Panorami sulle dolomiti in estate

Quattro anni fa, nel 2014, le commemorazioni per i 100 anni dall'inizio della Prima Guerra Mondiale avevano catalizzato le attenzioni dei media su tutto l'Arco Alpino, oggi, nel 2018, ricorre il centenario della fine della Grande Guerra 1915-1918 e le Dolomiti festeggiano questo lieto evento.

Patrimonio Mondiale UNESCO, le Dolomiti conservano però ancora le ferite di quell'epoca nella quale uomini, un tempo amici e uniti dalla passione per le quelle meravigliose montagne, per l'esplorazione, per l'arrampicata, hanno dovuto vivere e convivere con le insidie della montagna durante le quattro stagioni degli anni 1915-1918 e con le atrocità della guerra. Nomi noti della nobiltà e della borghesia austroungarica, tedesca, italiana e inglese, che alla fine dell’Ottocento e agli inizi del Novecento avevano scritto il proprio nome negli annali delle grandi "prime” alpinistiche sulle Dolomiti, tutto a un tratto si ritrovarono nei luoghi da loro amati a fronteggiarsi da nemici, combattendo e morendo, spesso per guadagnare pochi centimetri di territorio che già nell'assalto seguente andavano nuovamente persi.

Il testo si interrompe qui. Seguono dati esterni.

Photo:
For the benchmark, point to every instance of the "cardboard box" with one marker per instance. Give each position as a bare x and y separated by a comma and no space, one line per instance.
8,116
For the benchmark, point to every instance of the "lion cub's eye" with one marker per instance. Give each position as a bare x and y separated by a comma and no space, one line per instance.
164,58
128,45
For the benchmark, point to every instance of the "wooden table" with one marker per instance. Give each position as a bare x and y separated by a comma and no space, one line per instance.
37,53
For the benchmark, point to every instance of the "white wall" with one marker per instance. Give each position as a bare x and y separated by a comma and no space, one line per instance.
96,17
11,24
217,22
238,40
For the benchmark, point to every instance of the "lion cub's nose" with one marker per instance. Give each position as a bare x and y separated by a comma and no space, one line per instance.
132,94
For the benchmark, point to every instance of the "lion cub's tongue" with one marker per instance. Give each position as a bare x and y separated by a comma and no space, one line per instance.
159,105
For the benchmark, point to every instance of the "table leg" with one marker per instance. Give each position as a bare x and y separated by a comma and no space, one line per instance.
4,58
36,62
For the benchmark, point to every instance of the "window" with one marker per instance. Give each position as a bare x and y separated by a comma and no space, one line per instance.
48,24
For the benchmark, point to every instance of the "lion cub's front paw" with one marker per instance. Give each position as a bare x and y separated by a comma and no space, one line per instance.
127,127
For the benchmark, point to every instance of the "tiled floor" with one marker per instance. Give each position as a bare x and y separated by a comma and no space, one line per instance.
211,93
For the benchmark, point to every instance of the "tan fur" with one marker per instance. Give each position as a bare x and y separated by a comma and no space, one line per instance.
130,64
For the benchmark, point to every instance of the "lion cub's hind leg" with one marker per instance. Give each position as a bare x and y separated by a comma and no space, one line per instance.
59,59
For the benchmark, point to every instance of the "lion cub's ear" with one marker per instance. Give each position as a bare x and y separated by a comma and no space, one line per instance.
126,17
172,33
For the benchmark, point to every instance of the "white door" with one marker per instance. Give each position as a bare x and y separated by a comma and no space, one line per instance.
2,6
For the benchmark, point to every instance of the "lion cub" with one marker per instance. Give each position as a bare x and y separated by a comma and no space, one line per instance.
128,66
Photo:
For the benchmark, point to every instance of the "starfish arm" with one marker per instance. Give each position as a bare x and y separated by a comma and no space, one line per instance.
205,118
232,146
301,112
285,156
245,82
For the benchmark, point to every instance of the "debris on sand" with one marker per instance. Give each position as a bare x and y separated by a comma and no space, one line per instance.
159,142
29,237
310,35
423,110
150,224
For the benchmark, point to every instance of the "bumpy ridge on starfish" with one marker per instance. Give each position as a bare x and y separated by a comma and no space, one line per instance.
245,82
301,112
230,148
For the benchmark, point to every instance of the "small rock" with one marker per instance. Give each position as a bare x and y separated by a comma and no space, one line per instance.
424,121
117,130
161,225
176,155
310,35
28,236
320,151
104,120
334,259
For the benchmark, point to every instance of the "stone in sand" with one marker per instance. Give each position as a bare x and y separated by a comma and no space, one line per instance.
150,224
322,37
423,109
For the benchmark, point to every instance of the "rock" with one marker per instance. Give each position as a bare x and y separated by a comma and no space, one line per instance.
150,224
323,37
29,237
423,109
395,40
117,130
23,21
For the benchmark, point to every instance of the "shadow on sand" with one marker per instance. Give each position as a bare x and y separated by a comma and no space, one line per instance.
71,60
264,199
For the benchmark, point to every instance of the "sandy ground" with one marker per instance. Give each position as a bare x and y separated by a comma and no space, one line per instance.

Oggi tutto ciò per fortuna è un brutto ricordo, mantenuto vivo però dai tanti reperti storici, artefatti e costruzioni nei punti strategici delle montagne, spesso restaurati e resi accessibili al pubblico, quale monito alle generazioni contemporanee affinché ci pensino bene prima di commettere gli stessi errori dei propri avi.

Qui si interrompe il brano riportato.